More than 130 years ago, British physicist and engineer Osborne Reynolds described fluid flowing at low speeds as ‘laminar,’ meaning it flows smoothly in a single direction, and fluid flowing at high speeds as ‘turbulent,’ meaning it experiences chaotic changes in pressure and energy. Reynolds developed a set of equations to describe the relationship between the speed at which a fluid flows and the friction that is created between it and the pipe.
Engineers still use Reynolds’s “laws of resistance” today to calculate how much energy is lost to friction as liquids and gases flow through a pipe. However, one mystery has remained unsolved: what happens when a flow transitions from laminar to turbulent?

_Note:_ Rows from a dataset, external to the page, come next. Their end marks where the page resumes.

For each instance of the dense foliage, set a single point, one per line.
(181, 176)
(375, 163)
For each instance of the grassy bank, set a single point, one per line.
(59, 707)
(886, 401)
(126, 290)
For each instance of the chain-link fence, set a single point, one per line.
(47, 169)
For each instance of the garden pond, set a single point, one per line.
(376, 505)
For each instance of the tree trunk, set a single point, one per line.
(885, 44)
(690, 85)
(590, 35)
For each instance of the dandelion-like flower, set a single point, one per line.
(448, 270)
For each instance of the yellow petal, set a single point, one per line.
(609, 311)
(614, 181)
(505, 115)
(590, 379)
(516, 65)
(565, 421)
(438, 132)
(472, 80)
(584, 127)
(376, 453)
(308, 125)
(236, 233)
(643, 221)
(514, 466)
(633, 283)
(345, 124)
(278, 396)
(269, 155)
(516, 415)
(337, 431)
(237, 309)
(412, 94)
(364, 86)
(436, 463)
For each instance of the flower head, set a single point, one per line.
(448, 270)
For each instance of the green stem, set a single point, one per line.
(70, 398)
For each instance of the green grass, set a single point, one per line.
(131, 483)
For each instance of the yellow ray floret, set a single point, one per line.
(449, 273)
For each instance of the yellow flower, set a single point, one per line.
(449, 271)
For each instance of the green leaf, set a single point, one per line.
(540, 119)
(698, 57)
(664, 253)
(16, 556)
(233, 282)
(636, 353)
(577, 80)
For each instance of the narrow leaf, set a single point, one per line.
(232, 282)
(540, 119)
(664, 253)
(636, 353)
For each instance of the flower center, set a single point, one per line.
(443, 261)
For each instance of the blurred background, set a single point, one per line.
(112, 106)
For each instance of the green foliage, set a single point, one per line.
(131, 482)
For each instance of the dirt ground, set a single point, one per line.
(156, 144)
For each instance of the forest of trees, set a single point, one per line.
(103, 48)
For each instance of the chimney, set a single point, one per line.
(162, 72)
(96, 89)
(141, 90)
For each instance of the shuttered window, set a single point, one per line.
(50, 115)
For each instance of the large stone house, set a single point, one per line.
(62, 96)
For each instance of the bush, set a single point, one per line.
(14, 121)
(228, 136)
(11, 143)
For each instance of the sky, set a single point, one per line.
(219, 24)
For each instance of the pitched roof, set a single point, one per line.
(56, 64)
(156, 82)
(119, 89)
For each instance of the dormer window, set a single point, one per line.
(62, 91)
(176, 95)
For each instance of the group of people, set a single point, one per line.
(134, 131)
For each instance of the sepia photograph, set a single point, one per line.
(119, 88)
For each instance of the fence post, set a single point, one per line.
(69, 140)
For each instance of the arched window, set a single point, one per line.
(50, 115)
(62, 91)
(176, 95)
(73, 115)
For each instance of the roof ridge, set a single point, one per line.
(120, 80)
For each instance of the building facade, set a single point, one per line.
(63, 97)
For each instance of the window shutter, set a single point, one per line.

“In transitional flow, friction varies with no discernible patterns,” says Dr. Rory Cerbus, a postdoctoral researcher at the Okinawa Institute of Science and Technology Graduate University (OIST). Until now, the laws of resistance for transitional flow were unknown, making it difficult to calculate friction and energy loss during this type of flow.
Cerbus and other researchers in the Fluid Mechanics Unit and the Continuum Physics Unit at OIST have found a surprisingly simple solution to this 130-year old conundrum. “We have shown that, although the transitional state appears to be a menagerie of flow states, these can all be characterized by laws we already know,” says Professor Pinaki Chakraborty, leader of the Fluid Mechanics Unit. “This simplifies a fundamental problem.”
Transitional flow is known to consist of intermittent patches of different types of flow, which alternate along the pipeline. In the standard approach to measuring friction in transitional flow, they are simply lumped together.
The OIST researchers instead analyzed the patches of smooth and chaotic flow separately. They ran water through a 20-meter glass pipe. By adding small particles to the water and illuminating it with a laser, they could measure the speed of the flow. This allowed them to cleanly identify the alternating patches of smooth and chaotic flow in the transitional flow. They then measured the friction inside the individual patches using pressure sensors.
“We repeated a textbook experiment that is routinely done by thousands of engineering undergraduates every year all around the world,” says Cerbus, lead author of the paper, which was recently published in Physical Review Letters. “We used essentially the same tools, but with the crucial distinction of analyzing the patches separately,” he says.
The researchers showed that despite the outward complexities, the law of resistance for the smooth patches is consistent with laminar flow, while the law of resistance for the chaotic patches is consistent with turbulent flow. Therefore, transitional flow can be studied using Reynolds’s original laws of resistance.
Understanding how much energy is required to pump fluid through a pipeline when it is flowing in the transitional state could help industries, such as oil refineries, minimize energy waste and improve efficiency.
“If you look carefully, you find that often there is simplicity beneath complexity,” says Chakraborty.